# Train using supervised examples

## Requirements

`pip install -r requirements.txt`

Start training SFT model

```bash
python trainer.py --configs defaults galactica-125m
```

For `wandb`: update the `entity` argument in `trainer.py`'s call to `wandb.init`
to be your weights and biases username per
[docs](https://docs.wandb.ai/ref/python/init).

## Dataset choices

To specify which translation pair for
[WMT](https://huggingface.co/datasets/wmt19) and
[TED Talk](https://huggingface.co/datasets/ted_talks_iwslt) translation simply
add the supported language pair at the postfix

```
  datasets:
    - wmt2019_zh-en
    - wmt2019_ru-en
    - wmt2019_de-en
    - ted_trans_nl-en
    - ted_trans_de-ja
```

Currently only these languages are supported via prompt translation:

```
ar,de,fr,en,it,nl,tr,ru,ms,ko,ja,zh
```

## Dataset sub-sampling

We can subsample the **training** data by passing either the `fraction` or
`size` argument in the `configs/config.yml` file.
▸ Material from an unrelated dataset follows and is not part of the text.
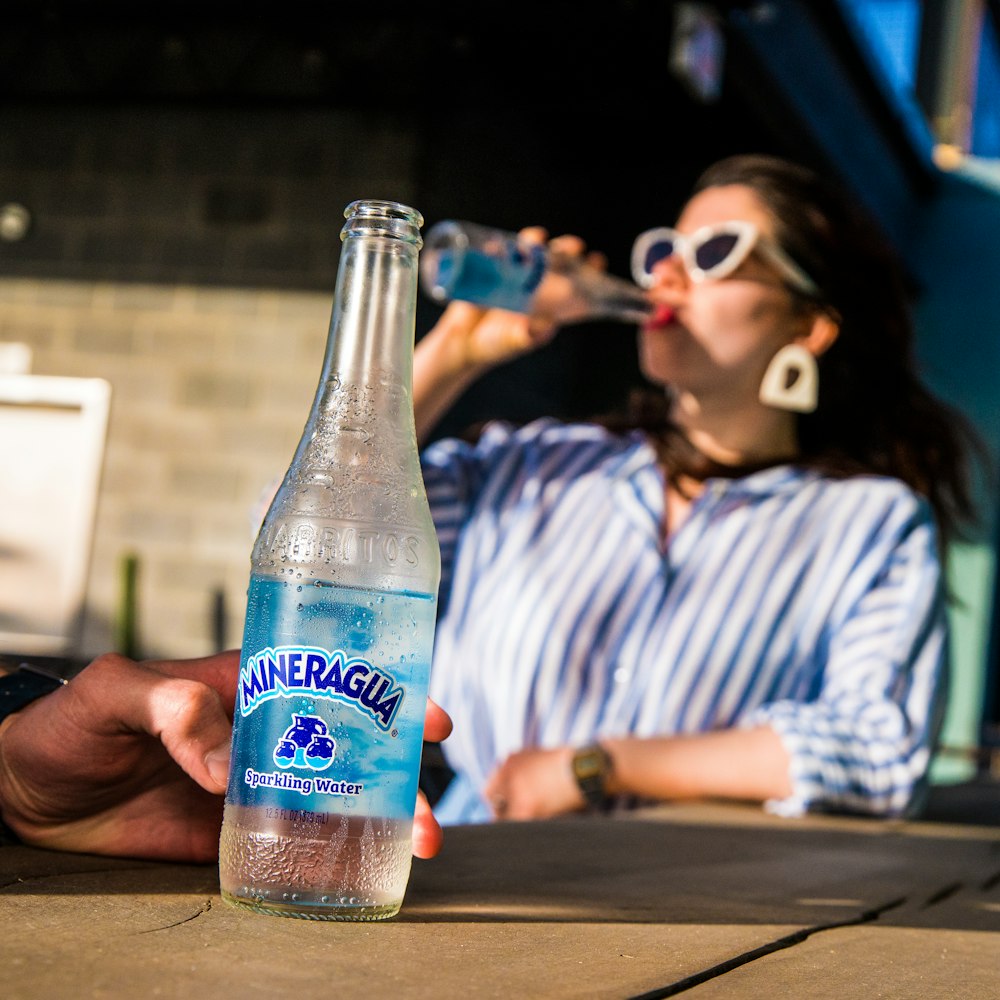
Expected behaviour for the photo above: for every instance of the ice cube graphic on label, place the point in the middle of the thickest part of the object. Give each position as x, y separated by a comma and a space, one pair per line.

Don't forget the additional
colon ":" after the dataset name when doing this.

Example:

```
  datasets:
    - webgpt:
        fraction : 0.05
    - prompt_dialogue:
        size : 500
    - adversarial_qa
    - trivia_qa_nocontext
```

In this example, per epoch we will use:

- A random 5% of `webgpt`;
- A random 500 examples from `prompt_dialogue`;
- All examples from datasets for which we don't specify the `fraction` or `size`
  argument.

In the above example, per epoch we'll use a different 5% from `webgpt` and a
different 500 examples from `prompt_dialogue`.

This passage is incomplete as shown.